Trou au Natron au Tchad ressemble à un visage fantomatique venu de l’espace, formé par des caractéristiques volcaniques distinctives. Les observations par satellite et les expéditions de recherche ont dévoilé sa riche histoire géologique.
Les éruptions volcaniques passées et les dépôts de sel provenant des sources chaudes actuelles ont laissé ce « visage » distinctif dans le nord du Tchad.
D’en haut, la fosse volcanique et le lac de soude de Trou au Natron, profond de 1 000 mètres (3 300 pieds), dans le nord du Tchad, ont l’apparence d’un visage fantomatique qui vous regarde. Un astronaute sur le Station spatiale internationale a pris cette photographie de l’élément distinctif le 12 février 2023.
Le bord du « visage » est en partie formé par les ombres projetées par le bord d’une caldeira – un type de cratère volcanique formé après une éruption explosive ou l’effondrement de la surface dans une chambre magmatique partiellement vidée. Les « yeux » et le « nez » sont des cônes de cendres, des collines coniques escarpées construites autour de cheminées volcaniques. On pense que les cônes de scories sont relativement jeunes en termes géologiques, se formant probablement au cours des derniers millions d’années et peut-être aussi récemment que quelques milliers d’années.
Une photographie d’astronaute, prise depuis la Station spatiale internationale le 12 février 2023, montre la fosse volcanique profonde et le lac soda Trou au Natron, dans le nord du Tchad.
La zone blanche autour de la « bouche » est une croûte minérale constituée d’un sel appelé natron, un mélange de carbonate de sodium, de bicarbonate de sodium, de chlorure de sodium et de sulfate de sodium. Elle se forme sous forme de piscines d’eau de source chaude à la surface et s’évapore, et une vapeur riche en minéraux s’élève de la surface de la zone géothermiquement active.
Trou au Natron se trouve juste au sud-est de Tarso Toussidé, une vaste formation volcanique avec des fumerolles et un stratovolcan actif. L’un des nombreux sommets volcaniques des montagnes du Tibesti, il est à l’origine de plusieurs éruptions relativement récentes, bien que mal documentées et étudiées.

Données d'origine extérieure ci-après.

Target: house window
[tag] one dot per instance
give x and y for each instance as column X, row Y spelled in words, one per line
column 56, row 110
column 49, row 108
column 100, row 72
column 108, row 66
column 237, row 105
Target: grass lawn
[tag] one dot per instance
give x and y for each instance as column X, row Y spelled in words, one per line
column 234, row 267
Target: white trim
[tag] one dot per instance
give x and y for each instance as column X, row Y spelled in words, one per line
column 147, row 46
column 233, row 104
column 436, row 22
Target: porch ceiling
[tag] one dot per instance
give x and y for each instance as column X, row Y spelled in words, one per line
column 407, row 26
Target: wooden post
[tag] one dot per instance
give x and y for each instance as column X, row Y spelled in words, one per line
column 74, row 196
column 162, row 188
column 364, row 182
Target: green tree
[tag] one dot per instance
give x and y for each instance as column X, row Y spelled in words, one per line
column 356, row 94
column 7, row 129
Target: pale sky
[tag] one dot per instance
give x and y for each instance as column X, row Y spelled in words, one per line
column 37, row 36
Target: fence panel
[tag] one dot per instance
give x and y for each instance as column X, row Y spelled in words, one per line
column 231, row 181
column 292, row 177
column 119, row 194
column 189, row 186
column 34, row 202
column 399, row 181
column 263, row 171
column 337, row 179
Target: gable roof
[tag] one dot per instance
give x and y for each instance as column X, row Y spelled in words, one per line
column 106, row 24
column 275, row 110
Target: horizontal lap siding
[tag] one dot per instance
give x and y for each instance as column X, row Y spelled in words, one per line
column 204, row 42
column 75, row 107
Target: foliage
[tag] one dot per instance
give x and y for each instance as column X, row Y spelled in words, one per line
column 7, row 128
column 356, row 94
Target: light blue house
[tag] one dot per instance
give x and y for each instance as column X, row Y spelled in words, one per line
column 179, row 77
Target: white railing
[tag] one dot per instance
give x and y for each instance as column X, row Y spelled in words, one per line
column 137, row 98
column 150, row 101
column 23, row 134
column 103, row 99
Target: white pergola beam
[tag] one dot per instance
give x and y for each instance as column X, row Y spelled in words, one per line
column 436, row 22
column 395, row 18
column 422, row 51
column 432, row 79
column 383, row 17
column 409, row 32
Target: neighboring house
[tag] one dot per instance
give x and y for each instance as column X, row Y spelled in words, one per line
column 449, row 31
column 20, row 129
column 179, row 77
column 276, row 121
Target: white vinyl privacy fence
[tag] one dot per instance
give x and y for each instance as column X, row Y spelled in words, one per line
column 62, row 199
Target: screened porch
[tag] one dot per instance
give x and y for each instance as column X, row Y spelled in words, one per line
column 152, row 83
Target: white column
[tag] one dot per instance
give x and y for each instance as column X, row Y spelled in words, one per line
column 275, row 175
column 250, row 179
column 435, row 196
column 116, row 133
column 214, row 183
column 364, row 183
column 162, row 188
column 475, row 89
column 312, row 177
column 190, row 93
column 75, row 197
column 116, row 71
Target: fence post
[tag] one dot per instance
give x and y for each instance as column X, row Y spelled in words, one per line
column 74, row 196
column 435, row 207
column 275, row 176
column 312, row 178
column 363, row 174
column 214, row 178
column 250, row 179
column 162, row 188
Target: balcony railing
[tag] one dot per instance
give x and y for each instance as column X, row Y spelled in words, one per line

L’éloignement de Trou au Natron rend son accès difficile aux scientifiques. Cependant, l’analyse d’échantillons de roches et de fossiles collectés dans les années 1960 indique que Trou au Natron a été rempli par un lac glaciaire de plusieurs centaines de mètres de profondeur il y a environ 14 000 ans. Une expédition dirigée par le chercheur allemand Stefan Kröpelin a atteint Trou au Natron en 2015 et a collecté des échantillons d’algues aquatiques fossilisées qui se seraient formées il y a environ 120 000 ans.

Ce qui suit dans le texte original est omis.